Federal Partnership Program
The State of Maine participates in the federal/state long-term care partnership program. The program, which was authorized by federal law in 2005, provides additional asset protection for individuals with a qualified partnership long-term care insurance policy.
The program intended to encourage the people of Maine to purchase Long-Term Care insurance rather than rely exclusively on their assets and then on Medicaid once their assets are exhausted. People who buy a Maine Long-Term Care Partnership policy have their assets protected from Medicaid eligibility requirements and Medicaid’s estate recovery equal to the amount of insurance benefits paid out. This is a dollar-for-dollar offset.
For example, if you receive $200,000 in insurance benefits from your Maine Long-Term Care Partnership policy, you will be able to retain $200,000 in assets above the specified amount of assets normally permitted for Medicaid eligibility. The $200,000 is also exempt from estate recovery.
Most states have reciprocity with other states' long-term-care partnership programs including Maine. This means if you move from or to Maine your partnership asset protection follows you as well.
Long-Term Care Medicaid spend down is $2,000. A spouse’s minimum asset allowance is $126,420. Your spouse’s minimum monthly income allowance is $2,057.50*
For more information about the Medicaid program visit www.medicaid.gov.
Rate Stability Rules
In addition, Maine consumers enjoy additional peace-of-mind as the state has adopted Long-Term Care Insurance Rate Stability Rules. These rules, developed the National Association of Insurance Commissioners, makes it much harder for an insurance company to get an approved rate increase.
Products Approved in Maine
Several types of products are approved in Maine for Long-Term Care planning. These include traditional plans, including partnership certified policies, short-duration policies, and asset-based “hybrid” plans.
Maine allows for the deduction of full premium less any amount deducted for federal income tax purposes and by any long-term care insurance premiums claimed as an itemized deduction pursuant to Maine Rev. Stat. tit. 36 section 5125. Employers providing long-term care benefits to employees may qualify for a tax credit equal to the lowest of the following: 1) $5,000, 2) 20% of the taxpayer’s costs to provide the benefit, or 3) $100 for each employee covered by an employer-paid policy.
An employer providing long-term care benefits to its employees may qualify for the tax credit.

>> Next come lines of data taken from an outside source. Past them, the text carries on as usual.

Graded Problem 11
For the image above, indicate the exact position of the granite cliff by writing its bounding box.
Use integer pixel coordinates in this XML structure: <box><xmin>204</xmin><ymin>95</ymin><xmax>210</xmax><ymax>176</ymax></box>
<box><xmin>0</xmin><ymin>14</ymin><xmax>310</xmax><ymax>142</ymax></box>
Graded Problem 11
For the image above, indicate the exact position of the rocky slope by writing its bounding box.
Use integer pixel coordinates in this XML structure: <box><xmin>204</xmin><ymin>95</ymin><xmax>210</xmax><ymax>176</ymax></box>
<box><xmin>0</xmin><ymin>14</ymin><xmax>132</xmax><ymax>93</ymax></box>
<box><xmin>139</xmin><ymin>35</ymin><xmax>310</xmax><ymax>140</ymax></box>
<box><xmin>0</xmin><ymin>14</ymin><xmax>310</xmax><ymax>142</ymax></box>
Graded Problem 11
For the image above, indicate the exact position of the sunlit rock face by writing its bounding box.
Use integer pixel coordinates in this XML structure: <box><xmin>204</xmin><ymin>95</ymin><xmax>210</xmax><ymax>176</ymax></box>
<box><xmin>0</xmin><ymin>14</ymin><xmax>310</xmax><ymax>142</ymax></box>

A credit is allowed against the tax imposed for each taxable year equal to the lowest of the following: (A) $5,000; (B) 20% of the costs incurred by the taxpayer in providing LTC insurance policy coverage as part of the benefit package; or (C) $100 for each employee covered by an employer-provided LTC insurance policy.
A taxpayer is entitled to a state tax deduction for qualified LTC insurance premiums as long as the amount deducted is reduced by any amount deducted for federal income tax purposes and by any LTC insurance premiums claimed as an itemized deduction pursuant to Maine Rev. Stat. tit. 36 section 5125.
*The federal government sets a new minimum and maximum amounts each year, but states can set their own minimum requirements at any level between the federal limits. This information is based on the best available sources.